In 2016, a post-airstrike video of Omran Daqneesh, a rescued Syrian boy, was posted on social media and viewed millions of times shortly after publication. A global headline, the photo quickly transformed into a social media meme, a cartoon depicting the tough choices faced by Syrian children and sparked discussions about the Syrian war.

Sharing powerful images can spur quick action. An image of Alan Kurdi, a Syrian boy who drowned while leaving Syria for Greece, gained similar attention. Sharing it via social media had real outcomes: MercyCorps garnered $2.3 million donation dollars for Syrian refugees in one month, compared to the $4.5 million raised in four years before.

Social Media in Action
Many development projects are tapping into how social media can help poverty reduction.
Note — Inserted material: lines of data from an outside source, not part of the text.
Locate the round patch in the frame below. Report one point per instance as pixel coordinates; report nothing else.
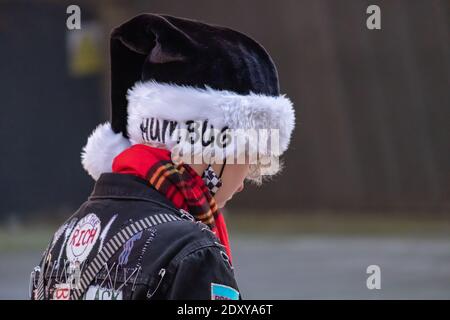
(83, 238)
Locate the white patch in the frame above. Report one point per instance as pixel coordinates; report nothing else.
(100, 293)
(83, 238)
(62, 292)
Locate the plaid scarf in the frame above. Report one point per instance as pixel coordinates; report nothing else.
(179, 183)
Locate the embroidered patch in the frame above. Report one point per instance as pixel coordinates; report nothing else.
(62, 291)
(223, 292)
(100, 293)
(83, 238)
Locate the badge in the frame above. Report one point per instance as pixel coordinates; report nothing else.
(222, 292)
(83, 238)
(99, 293)
(62, 292)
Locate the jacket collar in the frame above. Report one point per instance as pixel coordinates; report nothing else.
(127, 186)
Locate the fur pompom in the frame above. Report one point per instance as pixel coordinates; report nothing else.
(102, 147)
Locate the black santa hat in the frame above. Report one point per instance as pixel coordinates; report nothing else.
(168, 71)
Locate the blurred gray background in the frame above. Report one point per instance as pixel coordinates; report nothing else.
(367, 178)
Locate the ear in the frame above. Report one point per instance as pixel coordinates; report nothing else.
(146, 38)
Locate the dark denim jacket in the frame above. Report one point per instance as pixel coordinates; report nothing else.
(180, 259)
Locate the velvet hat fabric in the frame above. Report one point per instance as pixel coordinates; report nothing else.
(169, 72)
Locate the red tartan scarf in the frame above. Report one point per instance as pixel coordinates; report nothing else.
(179, 183)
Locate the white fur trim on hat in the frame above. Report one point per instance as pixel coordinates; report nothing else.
(102, 147)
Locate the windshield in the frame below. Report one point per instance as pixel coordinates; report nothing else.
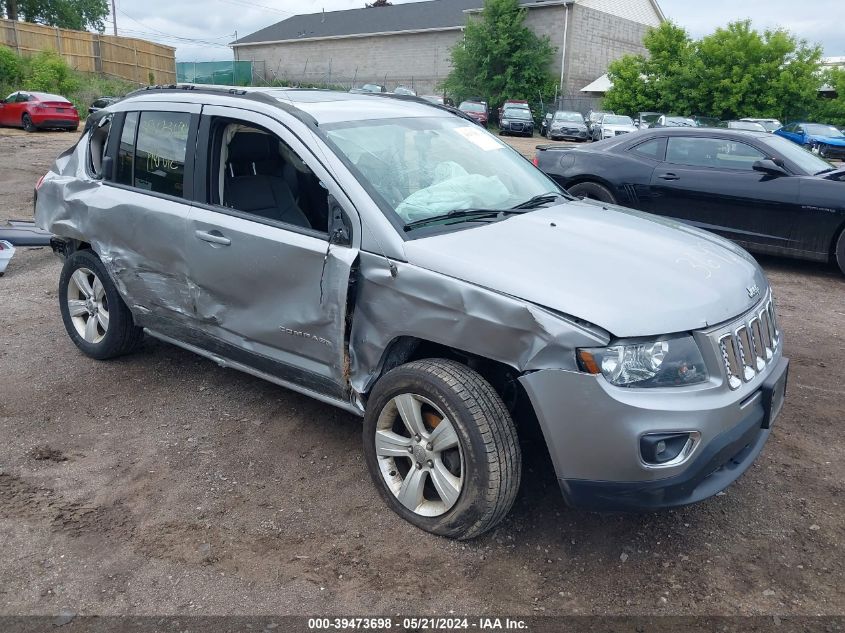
(807, 161)
(425, 167)
(569, 116)
(823, 130)
(615, 119)
(468, 106)
(517, 113)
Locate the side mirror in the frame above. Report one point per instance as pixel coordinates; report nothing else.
(770, 167)
(107, 170)
(339, 230)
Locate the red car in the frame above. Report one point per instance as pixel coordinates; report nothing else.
(38, 110)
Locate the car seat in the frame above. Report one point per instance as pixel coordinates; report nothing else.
(265, 194)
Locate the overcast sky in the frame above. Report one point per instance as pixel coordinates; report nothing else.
(200, 30)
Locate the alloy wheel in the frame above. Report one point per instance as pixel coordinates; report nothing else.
(88, 305)
(419, 455)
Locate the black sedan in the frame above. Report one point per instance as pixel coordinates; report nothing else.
(758, 189)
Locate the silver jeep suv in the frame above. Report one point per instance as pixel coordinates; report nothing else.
(385, 255)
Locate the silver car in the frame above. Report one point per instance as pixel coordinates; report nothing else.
(397, 261)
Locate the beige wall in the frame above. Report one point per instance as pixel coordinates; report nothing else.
(420, 60)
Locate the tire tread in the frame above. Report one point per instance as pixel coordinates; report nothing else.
(497, 430)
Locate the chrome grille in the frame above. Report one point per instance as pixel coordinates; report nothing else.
(750, 346)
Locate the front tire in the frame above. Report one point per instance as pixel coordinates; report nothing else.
(442, 448)
(95, 316)
(592, 191)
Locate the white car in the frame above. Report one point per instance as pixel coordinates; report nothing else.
(770, 125)
(612, 125)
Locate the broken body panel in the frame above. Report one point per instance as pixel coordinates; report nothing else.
(323, 318)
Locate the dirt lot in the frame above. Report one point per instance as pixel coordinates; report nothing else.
(160, 483)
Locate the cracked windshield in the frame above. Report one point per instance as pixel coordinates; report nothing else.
(430, 167)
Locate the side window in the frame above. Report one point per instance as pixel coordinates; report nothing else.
(126, 151)
(98, 141)
(652, 148)
(711, 152)
(255, 172)
(160, 149)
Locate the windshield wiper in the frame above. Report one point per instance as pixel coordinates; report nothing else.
(541, 199)
(458, 214)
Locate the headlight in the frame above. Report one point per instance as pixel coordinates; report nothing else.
(670, 362)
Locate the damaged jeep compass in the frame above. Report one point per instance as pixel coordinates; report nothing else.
(385, 255)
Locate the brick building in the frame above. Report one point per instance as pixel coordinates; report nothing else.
(409, 44)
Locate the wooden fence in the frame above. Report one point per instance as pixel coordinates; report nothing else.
(126, 57)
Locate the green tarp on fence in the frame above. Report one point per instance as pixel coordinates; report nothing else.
(220, 73)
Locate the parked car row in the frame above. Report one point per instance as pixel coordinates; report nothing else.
(470, 291)
(755, 188)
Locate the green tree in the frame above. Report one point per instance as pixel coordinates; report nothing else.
(832, 110)
(500, 58)
(11, 68)
(734, 72)
(50, 73)
(67, 14)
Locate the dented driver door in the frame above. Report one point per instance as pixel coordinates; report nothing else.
(267, 293)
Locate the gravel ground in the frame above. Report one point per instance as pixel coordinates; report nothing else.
(160, 483)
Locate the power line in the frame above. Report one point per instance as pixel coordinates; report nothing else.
(254, 5)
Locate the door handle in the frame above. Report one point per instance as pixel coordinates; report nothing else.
(213, 237)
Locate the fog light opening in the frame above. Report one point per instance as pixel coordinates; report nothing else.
(661, 450)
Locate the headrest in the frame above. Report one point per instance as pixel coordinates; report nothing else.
(250, 147)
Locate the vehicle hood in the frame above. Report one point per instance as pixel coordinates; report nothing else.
(631, 273)
(838, 141)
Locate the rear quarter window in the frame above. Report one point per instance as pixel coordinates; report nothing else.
(152, 151)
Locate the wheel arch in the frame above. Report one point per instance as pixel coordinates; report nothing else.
(837, 236)
(503, 377)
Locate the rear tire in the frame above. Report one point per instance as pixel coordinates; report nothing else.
(27, 123)
(840, 252)
(95, 316)
(592, 191)
(408, 455)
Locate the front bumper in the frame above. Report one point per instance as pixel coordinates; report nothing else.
(580, 135)
(593, 430)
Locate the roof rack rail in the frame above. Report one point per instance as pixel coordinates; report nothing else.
(416, 99)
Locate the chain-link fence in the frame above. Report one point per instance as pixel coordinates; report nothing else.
(230, 73)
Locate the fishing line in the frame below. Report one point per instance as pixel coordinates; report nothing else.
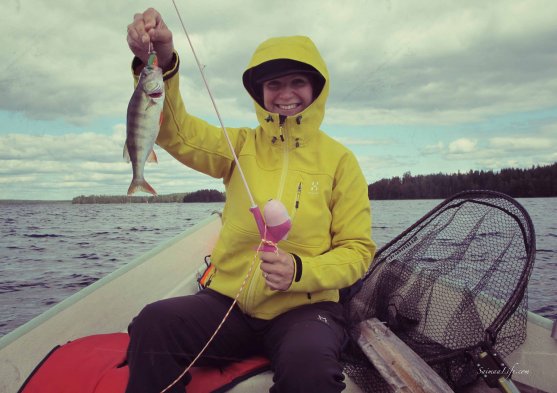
(253, 205)
(202, 351)
(254, 209)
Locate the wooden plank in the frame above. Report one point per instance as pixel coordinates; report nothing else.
(400, 366)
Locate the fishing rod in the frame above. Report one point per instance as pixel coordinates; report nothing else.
(263, 229)
(254, 209)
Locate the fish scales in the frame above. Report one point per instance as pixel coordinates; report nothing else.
(144, 117)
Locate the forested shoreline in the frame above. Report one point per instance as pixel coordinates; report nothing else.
(539, 181)
(196, 196)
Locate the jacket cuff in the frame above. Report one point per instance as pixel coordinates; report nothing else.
(297, 267)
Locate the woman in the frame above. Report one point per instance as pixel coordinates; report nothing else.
(289, 309)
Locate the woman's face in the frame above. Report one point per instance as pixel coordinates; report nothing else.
(287, 95)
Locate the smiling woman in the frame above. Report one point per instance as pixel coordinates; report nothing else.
(287, 95)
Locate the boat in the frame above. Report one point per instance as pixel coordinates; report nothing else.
(108, 305)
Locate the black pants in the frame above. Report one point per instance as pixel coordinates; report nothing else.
(303, 344)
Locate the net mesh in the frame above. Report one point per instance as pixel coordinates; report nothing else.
(452, 283)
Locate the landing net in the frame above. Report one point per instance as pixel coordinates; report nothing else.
(451, 284)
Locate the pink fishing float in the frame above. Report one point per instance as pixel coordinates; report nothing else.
(273, 225)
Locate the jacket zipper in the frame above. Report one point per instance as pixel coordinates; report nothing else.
(297, 201)
(284, 139)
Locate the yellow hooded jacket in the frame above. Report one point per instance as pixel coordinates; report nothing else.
(317, 179)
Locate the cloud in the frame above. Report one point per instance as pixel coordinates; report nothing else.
(396, 61)
(69, 165)
(456, 85)
(462, 146)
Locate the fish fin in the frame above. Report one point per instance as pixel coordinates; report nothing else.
(126, 153)
(140, 185)
(150, 103)
(152, 157)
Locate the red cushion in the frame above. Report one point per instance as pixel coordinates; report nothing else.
(91, 365)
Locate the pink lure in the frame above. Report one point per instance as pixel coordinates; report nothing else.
(273, 226)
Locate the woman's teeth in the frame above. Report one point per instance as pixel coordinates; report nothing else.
(288, 107)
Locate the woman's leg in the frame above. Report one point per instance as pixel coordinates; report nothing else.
(304, 345)
(167, 335)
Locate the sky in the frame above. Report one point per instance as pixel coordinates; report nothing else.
(430, 86)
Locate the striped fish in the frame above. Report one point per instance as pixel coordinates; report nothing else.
(143, 122)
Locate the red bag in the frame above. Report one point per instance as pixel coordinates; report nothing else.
(96, 364)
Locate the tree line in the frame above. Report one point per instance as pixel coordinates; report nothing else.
(196, 196)
(538, 181)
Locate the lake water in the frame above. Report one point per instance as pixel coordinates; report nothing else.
(48, 251)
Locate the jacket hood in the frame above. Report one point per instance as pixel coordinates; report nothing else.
(281, 49)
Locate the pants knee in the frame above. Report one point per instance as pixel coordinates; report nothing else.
(303, 371)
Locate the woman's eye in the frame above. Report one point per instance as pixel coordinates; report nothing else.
(272, 85)
(299, 82)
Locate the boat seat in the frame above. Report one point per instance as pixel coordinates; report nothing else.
(96, 364)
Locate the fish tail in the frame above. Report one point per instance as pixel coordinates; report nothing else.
(140, 185)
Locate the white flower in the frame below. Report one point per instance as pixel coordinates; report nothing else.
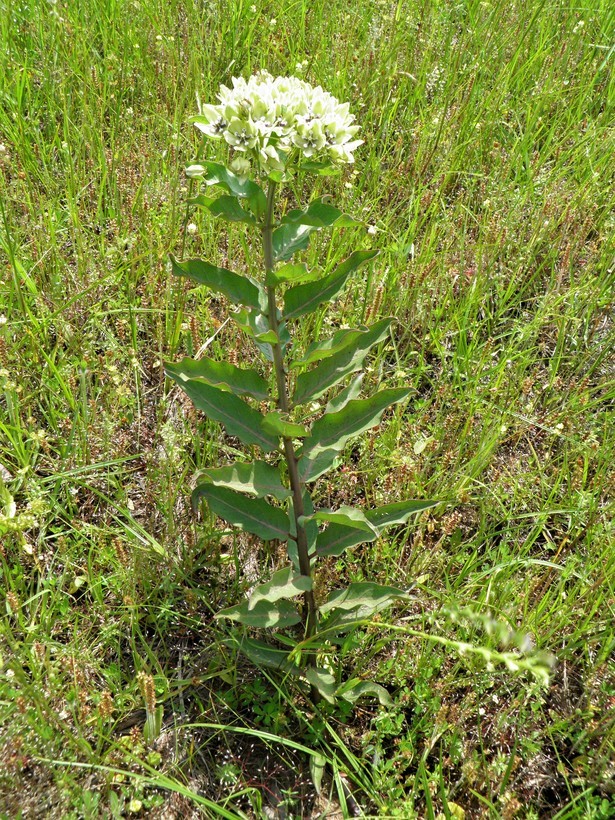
(275, 121)
(241, 166)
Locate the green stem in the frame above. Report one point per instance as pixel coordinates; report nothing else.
(296, 485)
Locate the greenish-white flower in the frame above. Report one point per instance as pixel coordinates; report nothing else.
(274, 122)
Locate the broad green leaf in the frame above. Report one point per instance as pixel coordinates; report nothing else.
(312, 467)
(313, 383)
(277, 425)
(320, 214)
(310, 526)
(333, 430)
(292, 272)
(288, 239)
(250, 514)
(263, 615)
(262, 654)
(225, 206)
(318, 351)
(354, 689)
(255, 478)
(285, 583)
(362, 599)
(306, 298)
(237, 288)
(346, 517)
(323, 681)
(349, 393)
(337, 538)
(213, 173)
(226, 376)
(239, 418)
(256, 325)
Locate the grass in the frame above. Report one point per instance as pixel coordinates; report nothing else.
(487, 174)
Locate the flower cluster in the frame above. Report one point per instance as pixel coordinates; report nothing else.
(272, 121)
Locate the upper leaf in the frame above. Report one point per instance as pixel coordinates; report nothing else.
(276, 424)
(320, 214)
(291, 272)
(263, 615)
(226, 376)
(285, 583)
(333, 430)
(239, 289)
(239, 418)
(250, 514)
(288, 239)
(362, 599)
(263, 654)
(225, 206)
(256, 325)
(306, 298)
(313, 383)
(347, 517)
(255, 478)
(213, 173)
(337, 538)
(326, 348)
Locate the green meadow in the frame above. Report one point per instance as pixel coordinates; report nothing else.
(486, 182)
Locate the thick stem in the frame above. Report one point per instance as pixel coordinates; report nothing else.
(296, 485)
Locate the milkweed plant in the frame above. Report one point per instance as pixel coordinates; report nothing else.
(275, 129)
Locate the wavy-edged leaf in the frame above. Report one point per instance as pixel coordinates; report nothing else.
(337, 538)
(254, 478)
(277, 425)
(306, 298)
(285, 583)
(262, 654)
(213, 173)
(354, 689)
(250, 514)
(350, 392)
(313, 383)
(288, 239)
(333, 430)
(320, 214)
(256, 325)
(310, 527)
(226, 376)
(318, 351)
(346, 517)
(239, 418)
(263, 615)
(323, 681)
(237, 288)
(226, 206)
(311, 468)
(292, 272)
(362, 599)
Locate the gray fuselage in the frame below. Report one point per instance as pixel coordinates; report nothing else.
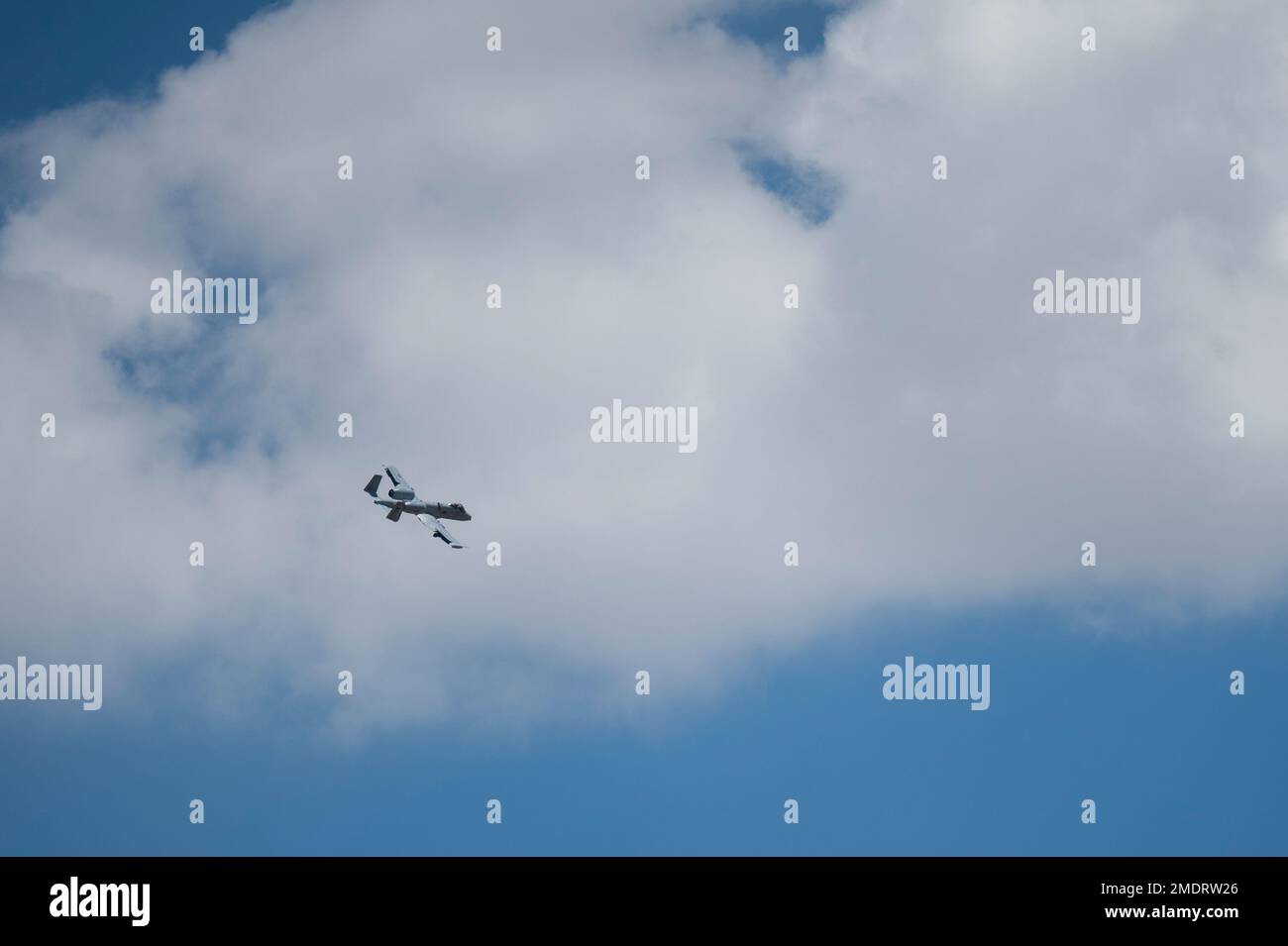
(419, 507)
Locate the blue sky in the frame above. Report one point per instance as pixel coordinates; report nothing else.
(1138, 718)
(1177, 766)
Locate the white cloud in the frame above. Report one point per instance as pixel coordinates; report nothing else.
(516, 167)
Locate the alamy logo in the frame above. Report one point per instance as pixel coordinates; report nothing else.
(26, 681)
(102, 899)
(1077, 296)
(649, 425)
(913, 681)
(206, 296)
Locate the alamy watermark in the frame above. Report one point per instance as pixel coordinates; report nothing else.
(26, 681)
(1078, 296)
(913, 681)
(196, 296)
(648, 425)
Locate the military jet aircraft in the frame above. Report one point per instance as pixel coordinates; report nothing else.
(402, 498)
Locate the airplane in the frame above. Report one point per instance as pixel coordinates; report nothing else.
(402, 498)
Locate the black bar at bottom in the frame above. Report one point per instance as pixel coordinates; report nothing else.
(529, 894)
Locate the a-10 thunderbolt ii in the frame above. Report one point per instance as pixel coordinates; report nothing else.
(402, 498)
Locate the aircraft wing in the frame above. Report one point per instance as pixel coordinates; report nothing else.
(439, 529)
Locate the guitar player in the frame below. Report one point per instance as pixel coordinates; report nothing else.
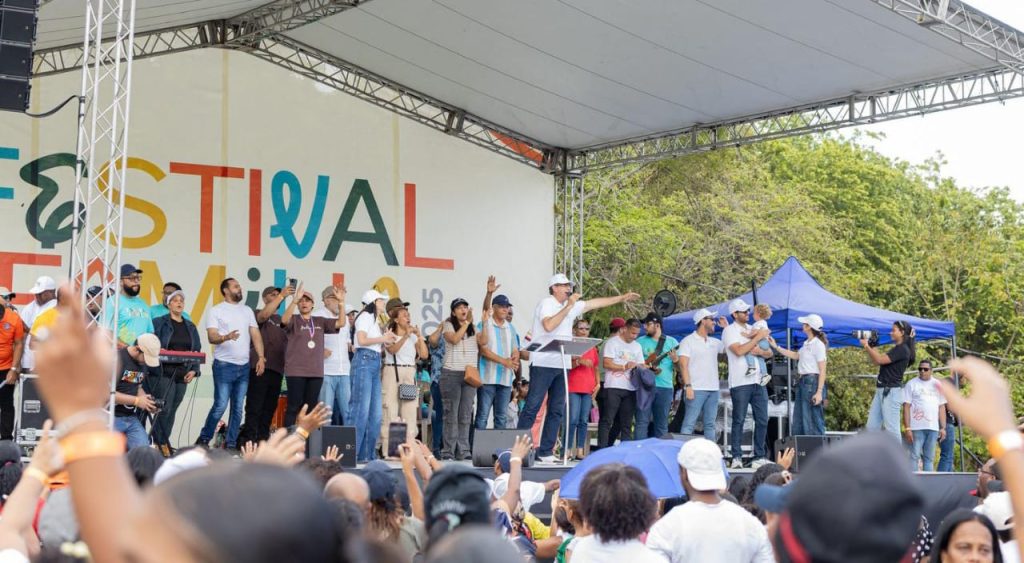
(659, 354)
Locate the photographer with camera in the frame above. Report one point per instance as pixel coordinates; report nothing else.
(888, 402)
(133, 363)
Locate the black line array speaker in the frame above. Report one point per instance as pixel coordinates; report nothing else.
(17, 36)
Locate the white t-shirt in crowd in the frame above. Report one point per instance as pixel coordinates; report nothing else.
(702, 363)
(367, 322)
(549, 306)
(622, 353)
(591, 550)
(225, 317)
(811, 353)
(723, 532)
(407, 354)
(337, 363)
(733, 334)
(29, 314)
(924, 398)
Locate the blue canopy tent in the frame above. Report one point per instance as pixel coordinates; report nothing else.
(792, 292)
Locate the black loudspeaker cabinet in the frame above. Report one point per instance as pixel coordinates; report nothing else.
(806, 447)
(341, 436)
(486, 442)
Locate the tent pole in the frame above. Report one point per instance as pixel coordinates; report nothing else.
(960, 427)
(788, 379)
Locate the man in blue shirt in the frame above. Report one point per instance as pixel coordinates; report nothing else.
(663, 348)
(133, 314)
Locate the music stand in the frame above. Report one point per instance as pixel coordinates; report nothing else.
(571, 347)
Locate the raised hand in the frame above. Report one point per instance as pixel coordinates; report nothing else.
(311, 420)
(74, 365)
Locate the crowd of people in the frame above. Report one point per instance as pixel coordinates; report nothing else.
(82, 497)
(368, 363)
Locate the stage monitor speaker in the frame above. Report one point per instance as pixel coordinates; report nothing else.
(486, 442)
(806, 447)
(17, 35)
(341, 436)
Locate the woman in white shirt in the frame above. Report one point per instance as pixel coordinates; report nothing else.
(365, 405)
(399, 367)
(808, 409)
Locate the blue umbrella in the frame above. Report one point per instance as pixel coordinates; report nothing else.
(654, 458)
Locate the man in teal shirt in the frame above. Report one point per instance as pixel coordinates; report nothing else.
(133, 313)
(663, 347)
(160, 309)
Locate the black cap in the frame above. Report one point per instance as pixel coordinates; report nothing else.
(652, 316)
(856, 503)
(456, 495)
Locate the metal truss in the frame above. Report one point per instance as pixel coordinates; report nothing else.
(568, 226)
(967, 27)
(333, 72)
(102, 153)
(991, 85)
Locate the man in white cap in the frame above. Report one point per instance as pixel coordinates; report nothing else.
(708, 528)
(12, 335)
(553, 318)
(698, 362)
(744, 384)
(45, 292)
(133, 362)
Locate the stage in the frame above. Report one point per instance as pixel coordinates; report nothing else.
(943, 491)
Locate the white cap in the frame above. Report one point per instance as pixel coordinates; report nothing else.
(373, 295)
(702, 461)
(150, 345)
(738, 305)
(43, 284)
(998, 509)
(701, 314)
(812, 320)
(558, 279)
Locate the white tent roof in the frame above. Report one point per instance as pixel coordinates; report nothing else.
(584, 74)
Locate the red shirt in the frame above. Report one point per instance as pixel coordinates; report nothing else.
(583, 379)
(11, 330)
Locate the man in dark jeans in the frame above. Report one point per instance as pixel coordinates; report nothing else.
(553, 318)
(261, 397)
(11, 345)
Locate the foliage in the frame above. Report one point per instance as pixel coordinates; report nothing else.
(868, 227)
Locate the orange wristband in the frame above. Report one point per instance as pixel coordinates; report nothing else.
(92, 444)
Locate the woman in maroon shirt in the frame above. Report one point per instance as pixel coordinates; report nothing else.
(305, 352)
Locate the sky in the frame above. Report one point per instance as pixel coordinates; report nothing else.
(980, 144)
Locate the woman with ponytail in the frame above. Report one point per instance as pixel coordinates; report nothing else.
(888, 402)
(809, 409)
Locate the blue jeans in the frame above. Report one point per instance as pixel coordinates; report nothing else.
(924, 448)
(133, 429)
(809, 419)
(946, 449)
(497, 396)
(705, 404)
(579, 418)
(336, 393)
(658, 410)
(366, 405)
(437, 424)
(543, 381)
(756, 397)
(229, 384)
(887, 410)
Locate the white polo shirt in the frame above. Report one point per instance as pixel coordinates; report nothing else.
(702, 354)
(733, 334)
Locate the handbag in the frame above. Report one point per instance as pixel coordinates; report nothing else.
(407, 391)
(472, 377)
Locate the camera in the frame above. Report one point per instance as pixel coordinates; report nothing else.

Agnes Binagwaho, the Health Minister of Rwanda, uses social media to create a platform for people to openly communicate with their government. Every other Monday, Binagwaho opens a discussion via Twitter, named #MinisterMondays, for people to voice their concerns about health in the country. Listening to real voices, she is able to offer information and craft policies using the experiences she absorbs through social media.

Digital Green, an online social media platform, provides farmers in remote locations a network to connect with fellow farmers and discuss best practices for farming. Over 125,000 farmers are connected on Digital Green. Seventy percent of them are women.

An anti-corruption movement, I Paid a Bribe, creates a space to safely expose corruption in developing countries online or by text or email. Its goal is to improve governance systems, tighten law enforcement and reduce the scope of corruption in governmental services. The reports provide unprecedented accounts of corruption in India, Greece, Kenya, Pakistan and Zimbabwe. It will be coming soon to the Philippines and Mongolia.

A Voice That Is Heard
At its 7th Annual Research Conference in 2015, the University of Namibia’s Humanities and Social Sciences described how the media can create a space of nonviolent discussion and give voice to impoverished peoples. “The knowledge and experiences of people living in poverty are often undervalued and their perspectives on their needs and on solutions to their own problems are ignored.” The media then can serve as a powerful voice for underserved and disadvantaged groups, allowing more individuals to participate in development processes and have their stories meaningfully heard.